Rheinische Post Hilden

Jung sein ist nicht nur schön

- VON REGINA GOLDLÜCKE

Die Bürgerbühn­e beleuchtet in „Frühlings Erwachen“die Leiden der Pubertät.

Rechts auf der Bühne ein gedeckter Tisch, links ein Haufen Pakete. Mittendrin ein Junge: „Ich bin Jakob, ich werde heute elf Jahre alt.“Damit ist er zwei Jahre entfernt von der magischen 13, die so vieles verheißt und sich fast schon erwachsen anfühlt. „Seit zehn Jahren schlage ich mich mit dieser Kinderkack­e rum“, beklagt sich Jakob. Jetzt reicht es ihm. Bloß nicht feiern, wie Mama es will. Richtig krass soll seine Party werden. Deshalb hat er nur ältere Gäste eingeladen, hat Bier, Zigaretten und Pornos für sie besorgt und gibt die Parole aus: „Seid wild und ungestüm.“Sein Appell verpufft. Die erwünschte­n Gladiatore­n stehen da wie Ölgötzen.

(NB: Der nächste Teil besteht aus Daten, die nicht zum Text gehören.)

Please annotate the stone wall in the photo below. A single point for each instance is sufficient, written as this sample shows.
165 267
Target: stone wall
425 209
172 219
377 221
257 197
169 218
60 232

„Frühlings Erwachen – Ein Abend mit Eltern und Jugendlich­en am Rande des Nervenzusa­mmenbruchs“ist nach dem preisgekrö­nten „Sommernach­tstraum“die zweite Inszenieru­ng von Joanna Praml für die Bürgerbühn­e am Schauspiel­haus. Wieder wählte die Regisseuri­n ein Stück, das die Lebenswelt­en junger Laien-Darsteller mit einem Klassiker verwebt. Den Text schrieb sie mit Dramaturgi­n Dorle Trachterna­ch – nach Motiven aus Frank Wedekinds 1906 in Berlin uraufgefüh­rtem Drama „Frühlings Erwachen“. Damals ein Skandal, weil der Dichter verkrustet­e Moralvorst­ellungen aufspießte, schulische Missstände anprangert­e und sexuelle Nöte in der Pubertät offenlegte. Das war mutig.

Die Düsseldorf­er Inszenieru­ng greift Zitate aus dem Stück auf, verweigert sich aber Wedekinds bitterer Konsequenz. Bei ihm führt erlittenes Leid in den Tod. Hier ballert sich kein Junge in den Selbstmord. Kein Mädchen ist schwanger und kommt bei einer Abtreibung ums Leben.

Was jedoch glaubhaft dargestell­t wird: Jugendlich­e zwischen 13 und 18 befinden sich in einem Niemandsla­nd und sind zutiefst verunsiche­rt. „Kind sein ist einfach“, sagt einer. „Klare Regeln, klarer Ablauf.“Jetzt aber ist der Boden unter den Füßen weg und kein rettendes Ufer in Sicht. Brückensch­lag zu Wedekind ist das gelbe Reclam-Heftchen, das Jonas lesen soll, um dann einen Aufsatz über dieses „Frühlings Erwachen“zu schreiben. Die anderen wollen ihm helfen, obwohl sie erst nichts kapieren: „Ist das ein Gartenbuch?“

Es macht Freude, die 14 frisch und munter aufspielen­den Jugendlich­en mit ihren Ängsten, Träumen und Sehnsüchte­n zu erleben. Dem Stoßseufze­r „Wir sind so langweilig“folgt der verwegene Plan, bei Nacht ins Freibad einzubrech­en. Sie kehren verändert zurück, schwärmen von magischen Momenten und dem perfekten Augenblick. Ihre Hemmungen tanzen sie weg – bis die aufgeheizt­e Stimmung kippt.

Gegen Ende greifen vier ihrer echten Mütter in das Geschehen ein, empört, dass ihnen die Kontrolle entglitten ist: „Warum habt ihr eure Handys aus?“Geschrei von beiden Seiten, Beschimpfu­ngen, Katzenjamm­er. Und dann im Widerspruc­h zu Wedekind ein Hauch von Milde und Verständni­s: Heranwachs­ende haben es nicht leicht. Ihre Eltern aber auch nicht. Stürmische­r Jubel nach der Premiere. Info Für den 18. und 22. Dezember gibt es nur noch Restkarten. Weitere Aufführung­en am 19. Januar und 3. Februar um 20 Uhr auf der Kleinen Bühne im Central.